What are your ideas for improvement that don’t require people to donate time and effort for no personal gain? Pushing out innovation is not enough, if there isn’t a pull from those at the coalface to adopt those ideas. It isn’t safe, even in medicine, to assume that people will do it, use it or promote it simply because they recognise that patients will benefit.

See demand in context and respond creatively

9645066390_babd98c3f1_zHello Jill, Oh, I’m sorry I have no appointments to offer you today. the doctors are all fully booked. If your son has a fever try him with some paracetamol and call back on Friday when I might be able to squeeze him in with Dr. Jones. Ok, bye.

Many years ago I overheard this conversation in my reception. Our receptionist giving medical advice without any qualifications. The surgery was over booked. She was harassed, doctors were grumpy and the patients were being turned away without being assessed by anyone.

We noticed that there was a seasonal pattern to this demand for appointments. Most doctors were aware of this trend because there were specific weeks of the year when they avoided taking holidays. Our reception staff kept meticulous colour coded records of such ‘same day’ appointments. When we entered this data on a statistical database there could be no doubt of a seasonal pattern with definite peaks and troughs. What’s more, we could predict the demand for ‘same day urgent appointments’ with reasonable confidence. At this point, it may be important to stress that doctors in the UK are paid a ‘capitation fee’ for serving patients. That means they are paid an annual fee no matter how many times they see the patient.
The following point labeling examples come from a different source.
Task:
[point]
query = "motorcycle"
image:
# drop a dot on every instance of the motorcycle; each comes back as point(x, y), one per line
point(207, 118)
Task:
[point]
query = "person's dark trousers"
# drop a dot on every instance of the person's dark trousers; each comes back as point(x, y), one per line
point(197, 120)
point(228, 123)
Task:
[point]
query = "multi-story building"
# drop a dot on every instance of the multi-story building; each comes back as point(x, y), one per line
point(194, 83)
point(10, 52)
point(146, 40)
Understanding that people have a fundamental desire to talk to the decision maker, we settled on the notion of putting the doctor in charge of making the appointment. Patients who requested a ‘same day’ appointment were offered a telephone consultation with a general practitioner initially. Not with a nurse, as happened in some practices, but with their doctor. We believed patients wanted to speak with a medical practitioner, not because the advice they received was necessarily better than that given by another member of the team, but because people in distress want a doctor. Whatever the reason it worked. Important policy makers noticed. Doctors could deal with most requests within a couple of minutes, offer a ‘same day’ slot or something else without the need for a face-to-face appointment. We calculated a 40% reduction in demand for such appointments. Patients loved it, reception staff loved it too (no more arguments about lack of appointments with irate patients) and doctors found themselves in control of their workload. What’s more, we could prove that this simple intervention worked from the impact on longitudinal seasonal trend.
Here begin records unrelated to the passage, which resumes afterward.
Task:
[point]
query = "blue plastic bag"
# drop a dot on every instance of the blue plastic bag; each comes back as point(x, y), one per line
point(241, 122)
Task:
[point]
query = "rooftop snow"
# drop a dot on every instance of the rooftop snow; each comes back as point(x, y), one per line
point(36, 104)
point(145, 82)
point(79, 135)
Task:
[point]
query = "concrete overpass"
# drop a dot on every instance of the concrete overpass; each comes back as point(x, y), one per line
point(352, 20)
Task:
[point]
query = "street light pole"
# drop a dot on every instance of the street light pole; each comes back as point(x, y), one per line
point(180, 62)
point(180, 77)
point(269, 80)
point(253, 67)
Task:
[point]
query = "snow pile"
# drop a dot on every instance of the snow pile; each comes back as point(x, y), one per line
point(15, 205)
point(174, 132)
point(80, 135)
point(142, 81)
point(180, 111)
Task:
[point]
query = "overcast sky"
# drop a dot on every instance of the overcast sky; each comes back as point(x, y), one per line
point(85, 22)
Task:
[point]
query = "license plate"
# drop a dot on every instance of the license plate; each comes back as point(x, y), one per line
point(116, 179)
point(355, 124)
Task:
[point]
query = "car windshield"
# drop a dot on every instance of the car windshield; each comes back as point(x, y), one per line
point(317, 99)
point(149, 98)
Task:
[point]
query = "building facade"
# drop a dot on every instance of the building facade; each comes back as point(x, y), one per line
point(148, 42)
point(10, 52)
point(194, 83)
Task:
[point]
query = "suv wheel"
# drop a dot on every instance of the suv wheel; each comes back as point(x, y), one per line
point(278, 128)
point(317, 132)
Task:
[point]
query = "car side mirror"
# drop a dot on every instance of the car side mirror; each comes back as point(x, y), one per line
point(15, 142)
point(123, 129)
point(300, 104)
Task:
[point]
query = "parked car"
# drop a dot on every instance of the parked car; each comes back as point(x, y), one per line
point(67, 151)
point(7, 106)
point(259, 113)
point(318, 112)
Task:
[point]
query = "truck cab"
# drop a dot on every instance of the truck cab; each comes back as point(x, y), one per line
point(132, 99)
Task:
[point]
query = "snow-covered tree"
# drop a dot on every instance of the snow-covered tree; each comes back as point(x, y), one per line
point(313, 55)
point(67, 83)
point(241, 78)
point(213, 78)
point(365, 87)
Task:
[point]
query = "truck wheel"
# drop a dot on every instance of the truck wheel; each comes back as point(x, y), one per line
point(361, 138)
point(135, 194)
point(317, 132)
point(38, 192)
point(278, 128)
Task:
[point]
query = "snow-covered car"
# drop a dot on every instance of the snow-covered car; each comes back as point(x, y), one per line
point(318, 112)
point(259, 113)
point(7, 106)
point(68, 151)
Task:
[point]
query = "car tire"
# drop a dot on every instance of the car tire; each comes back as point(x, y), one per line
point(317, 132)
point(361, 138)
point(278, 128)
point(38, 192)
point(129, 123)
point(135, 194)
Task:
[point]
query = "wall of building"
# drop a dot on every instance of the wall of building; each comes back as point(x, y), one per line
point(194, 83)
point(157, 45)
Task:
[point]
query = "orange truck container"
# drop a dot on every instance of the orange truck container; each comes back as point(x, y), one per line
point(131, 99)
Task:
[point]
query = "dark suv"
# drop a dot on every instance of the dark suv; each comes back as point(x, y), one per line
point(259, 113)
By allowing patients to speak to their doctor when they felt they couldn’t wait our practice chose to treat this small minority of patients differently to those who were happy to make a routine appointment. We acknowledged that these patients had a need that warranted a creative solution. Perhaps you have a group of patients who would benefit from being treated differently too? What is the context in which they seek help? The tired mother with a fevered child does not have the same needs as the young professional who requires a convenient appointment to obtain a prescription for the contraceptive pill. Both might seek an urgent appointment.